34

The clock read just shy of 8:30 when I walked in the front door of my house. Emily greeted me exuberantly, but I found my other two girls sound asleep in the master bedroom curled into the familiar big spoon/ little spoon configuration. They were surrounded by that night’s bedtime books and Grace’s favorite stuffed animals. Our not-so-stuffed poodle, Anvil, was curled into a tight ball at Grace’s knees.

I was feeling remorse that I’d been missing out on the bedtime ritual so often.

Sound asleep at Grace’s bedtime was a little early, even for Lauren, but the energy depletion that she suffered as a result of multiple sclerosis wasn’t always easy to predict. If you asked her on a day when she wasn’t suffering any of the acute effects of one of the disease’s myriad symptoms, she’d tell you that what she hated most about the illness was that it made her days so much shorter. As each successive year took its toll, Lauren had fewer good hours, fewer strong hours, fewer waking hours, fewer hours when pain or weakness didn’t drive her to bed. Ask her what she’d most like to change about having MS, and she’d tell you she wished her days were longer.
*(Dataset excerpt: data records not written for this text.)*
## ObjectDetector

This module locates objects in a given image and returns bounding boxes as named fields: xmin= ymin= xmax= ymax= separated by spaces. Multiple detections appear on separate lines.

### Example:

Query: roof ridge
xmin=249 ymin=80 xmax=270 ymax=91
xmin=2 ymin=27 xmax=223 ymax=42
She’d tell you that on most days her energy lasts about as long as daylight endures on a December day in Anchorage.

This had apparently been one of those Yukon days. That’s what she called them. I’d call her from work and find her at her desk at the DA’s office. I’d ask how she was doing. Too often she’d say, “You know, babe. It’s a Yukon day.”

I rearranged the comforter so that it provided some cover for both mother and daughter, kissed the tops of their heads, lifted Anvil from the sheets, and led the dogs outside to pee. Once the odd canine couple had done their thing and our little parade was safely inside the house, I checked for a message from Raoul or, even better, Diane.

Nothing.

I scrambled a couple of eggs, folded them into some honey wheat toast, and carried my plate into the living room. I ate standing up at the big windows that faced down into Boulder, trying to spot the house where Jenifer Donald was visiting her grandparents, trying to spot the overpriced house with the water park up near the foothills on Twelfth, trying to spot the small house on Broadway where Hannah Grant had died.

Far to the west, on the other side of the vast mountains, I wondered if Raoul was on his date with the woman from Venetian security. Or was he still chatting up gamblers at the craps tables trying to find someone who remembered his wife?

And where the hell in all those lights were Bob and his cherry Camaro?

What answers, if any, were sitting in a Kinko’s box in my office?

My impulse was to charge downtown and find out.

I reminded myself that what Bob had written was part of a novel.

Fiction.

Stuff he’d made up.

Stuff I was supposed to wait to read.